Con el tiempo alcanzó la presidencia de su país en la Europa del Este. Y se vio obligado a resolver infinidad de disyuntivas morales, idénticas en esencia, pero con una onda expansiva más propia de radiaciones atómicas. Entonces confesó que unas veces pagó el metro y otras no. Cuando compartía sus dudas éticas con otros políticos, comprobó con dolor cómo ellos no lo pagaban nunca. Se habían convertido en Fausto. Vendieron el alma y no tenían conciencia de cometer mal porque no existía otra opción. Ni siquiera la veían por más que la evidencia le estallase en las córneas. Y sintió miedo. Pánico. Temía desalmarse como ellos. Una de tantas noches en que la política no le dejaba dormir, paseó en solitario por las calles que bordean el río y sus pies le llevaron al metro. Inercia emocional, supongo. Una panda de muchachos regresaba a sus casas después de comerse la madrugada a bocanadas. Todos se saltaron el peaje. Menos uno. Se acercó a la máquina y sacó el billete. Él era presidente del Estado. Y ese día dejó de serlo. Dimitió.
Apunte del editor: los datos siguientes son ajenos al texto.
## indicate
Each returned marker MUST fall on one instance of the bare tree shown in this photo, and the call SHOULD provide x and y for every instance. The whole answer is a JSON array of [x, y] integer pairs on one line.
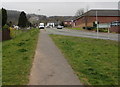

Pasaron unos años y el destino quiso que se encontraran de nuevo en las aulas de la Facultad como profesor y alumno. Por supuesto, nunca le comentó nada sobre aquella anécdota durante el curso. Y aunque el alumno aprobó por méritos propios, el profesor condicionó la nota final a una tutoría con el único objeto de enhebrar sus memorias. El expresidente le preguntó por qué pagó el billete aquella noche si ninguno de sus compañeros lo hizo. Y el chico le contestó que su madre era limpiadora de un banco. Jamás abandonó su trabajo hasta comprobar que no quedaba una mota de polvo. Nunca recibió compensación económica por sus horas extraordinarias. Trabajaba de madrugada. Sola. Una noche atracaron la sucursal. Y ella se interpuso en el camino de los delincuentes. Le dispararon en la pierna. Y el banco la despidió por tullida. Apenas le quedó una pensión aprobada por el Gobierno que entonces presidía su profesor. Durante unos meses su hijo la acompañó al hospital. Tenían que tomar el metro muy temprano. Cuando no había revisor. Y ella siempre pagaba.
En cada aniversario de la muerte del presidente, madre e hijo se acercan a su tumba. Está pintada con insultos. Otros colocan flores. Ellos siempre dejan una moneda sobre la lápida. Para que el profesor y expresidente se pague el billete al cielo. Aunque no exista. Ni nadie lo esté vigilando.